A long time ago, I had a friend who found that after a promotion, he was being moved to an office in front of which was a cube he had occupied many years earlier in a far lowlier position. Things had gotten rearranged since then, so it wasn’t like he had his former boss’ job, but it still amazed him (and me as well). It was a marker of sorts.

I am reminded of this sometimes while driving in Baltimore when I find myself stuck in back of vehicles in which I formerly travelled in my car-free days. Sometimes it’s the Blue Jay Shuttle, which is an on demand service that took me to places like the Giant in the Rotunda in Hampden, the nearest real grocery store. Or the Hopkins Shuttle which used to be a school bus but is now far sleeker and goes to better places than it did when I was using it. Sometimes, I’ll see the #3 bus in my rearview mirror, and that’s the bus I used to wait endlessly for to go to work. It’s hard to describe how lost and helpless you are when you depend on public transportation in Baltimore. How isolated and frustrated and dependent you are. As weird as it is to be back, it’s a hundred times more so to be back with a car.
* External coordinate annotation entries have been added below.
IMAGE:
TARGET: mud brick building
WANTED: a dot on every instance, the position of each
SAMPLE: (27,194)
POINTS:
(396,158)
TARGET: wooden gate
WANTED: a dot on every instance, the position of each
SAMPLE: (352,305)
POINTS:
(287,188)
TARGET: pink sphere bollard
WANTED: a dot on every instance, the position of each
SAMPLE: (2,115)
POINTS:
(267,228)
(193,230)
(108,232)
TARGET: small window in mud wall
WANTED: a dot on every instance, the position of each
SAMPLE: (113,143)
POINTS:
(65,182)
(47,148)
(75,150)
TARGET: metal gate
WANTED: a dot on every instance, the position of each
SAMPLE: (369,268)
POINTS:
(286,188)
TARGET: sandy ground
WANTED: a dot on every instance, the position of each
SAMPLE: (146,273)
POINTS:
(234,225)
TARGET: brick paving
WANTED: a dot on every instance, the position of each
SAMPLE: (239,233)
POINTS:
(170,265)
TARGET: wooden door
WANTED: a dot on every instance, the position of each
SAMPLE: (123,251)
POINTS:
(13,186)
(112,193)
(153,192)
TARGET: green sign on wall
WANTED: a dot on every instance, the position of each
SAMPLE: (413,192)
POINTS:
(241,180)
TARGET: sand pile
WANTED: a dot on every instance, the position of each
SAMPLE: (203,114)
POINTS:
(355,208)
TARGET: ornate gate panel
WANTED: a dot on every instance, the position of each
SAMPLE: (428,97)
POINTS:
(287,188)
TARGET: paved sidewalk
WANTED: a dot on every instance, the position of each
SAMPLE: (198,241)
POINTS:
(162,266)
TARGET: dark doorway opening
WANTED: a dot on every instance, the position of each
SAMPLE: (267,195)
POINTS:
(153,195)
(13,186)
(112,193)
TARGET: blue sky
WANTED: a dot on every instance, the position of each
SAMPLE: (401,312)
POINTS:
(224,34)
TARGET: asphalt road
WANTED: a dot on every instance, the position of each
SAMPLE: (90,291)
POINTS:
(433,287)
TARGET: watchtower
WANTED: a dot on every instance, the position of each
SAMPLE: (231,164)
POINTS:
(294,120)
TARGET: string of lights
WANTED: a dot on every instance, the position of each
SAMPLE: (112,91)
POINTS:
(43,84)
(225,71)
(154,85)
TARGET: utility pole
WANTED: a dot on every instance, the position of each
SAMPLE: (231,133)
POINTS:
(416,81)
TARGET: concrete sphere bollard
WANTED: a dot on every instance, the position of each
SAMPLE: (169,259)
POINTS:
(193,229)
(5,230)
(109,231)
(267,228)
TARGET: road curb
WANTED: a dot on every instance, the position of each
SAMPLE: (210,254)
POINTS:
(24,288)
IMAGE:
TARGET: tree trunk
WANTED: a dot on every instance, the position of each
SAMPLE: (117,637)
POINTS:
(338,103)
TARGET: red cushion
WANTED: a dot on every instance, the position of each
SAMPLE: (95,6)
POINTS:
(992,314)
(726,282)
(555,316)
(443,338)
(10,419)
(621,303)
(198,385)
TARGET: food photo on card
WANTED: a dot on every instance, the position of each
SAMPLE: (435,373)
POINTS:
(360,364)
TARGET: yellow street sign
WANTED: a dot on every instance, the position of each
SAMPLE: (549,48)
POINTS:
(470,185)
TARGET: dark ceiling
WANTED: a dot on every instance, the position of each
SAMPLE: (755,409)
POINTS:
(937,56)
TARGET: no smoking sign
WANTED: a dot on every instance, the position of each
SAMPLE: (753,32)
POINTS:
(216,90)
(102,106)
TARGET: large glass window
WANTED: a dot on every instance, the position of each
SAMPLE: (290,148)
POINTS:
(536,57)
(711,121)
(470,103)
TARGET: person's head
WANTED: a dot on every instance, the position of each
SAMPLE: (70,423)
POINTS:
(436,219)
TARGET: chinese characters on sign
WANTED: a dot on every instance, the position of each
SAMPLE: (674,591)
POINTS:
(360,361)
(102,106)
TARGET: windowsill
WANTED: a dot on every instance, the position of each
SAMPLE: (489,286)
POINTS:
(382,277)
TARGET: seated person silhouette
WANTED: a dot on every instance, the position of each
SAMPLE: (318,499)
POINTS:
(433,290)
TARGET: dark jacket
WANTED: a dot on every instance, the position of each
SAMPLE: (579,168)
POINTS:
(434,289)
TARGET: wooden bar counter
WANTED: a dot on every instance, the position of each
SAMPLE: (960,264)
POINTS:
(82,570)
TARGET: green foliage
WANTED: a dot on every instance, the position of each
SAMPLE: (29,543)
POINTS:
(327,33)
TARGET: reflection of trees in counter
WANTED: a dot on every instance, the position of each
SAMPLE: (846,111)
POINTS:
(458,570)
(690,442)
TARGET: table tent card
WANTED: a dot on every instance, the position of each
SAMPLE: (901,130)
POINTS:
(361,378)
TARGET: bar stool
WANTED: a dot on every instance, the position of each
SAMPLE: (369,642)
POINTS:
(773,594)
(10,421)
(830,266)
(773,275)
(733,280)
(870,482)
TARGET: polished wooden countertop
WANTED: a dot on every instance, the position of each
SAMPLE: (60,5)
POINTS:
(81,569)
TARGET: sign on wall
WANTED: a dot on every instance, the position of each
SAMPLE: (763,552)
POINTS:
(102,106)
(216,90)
This weekend, I had a bit of the old way, as I was mostly trapped at my house by constant bad weather and slick roads. I’m too inexperienced to really want to drive on ice and snow when there’s nowhere real I need to go. It was disappointing. I like to drive around and shop and explore. But I mostly stayed home. I’m too far from the bus these days.

When I finally did get to Safeway, this song came on my shuffle, which is all 80’s music, because it’s my old iPod Touch that I just leave in the car attached to the USB. It’s by the Higsons and there’s this line, “I think it’s sick the way you talk to your car! When you won’t ever talk to me.” It came on just as I was pulling in to park, and I thought, “well, duh.”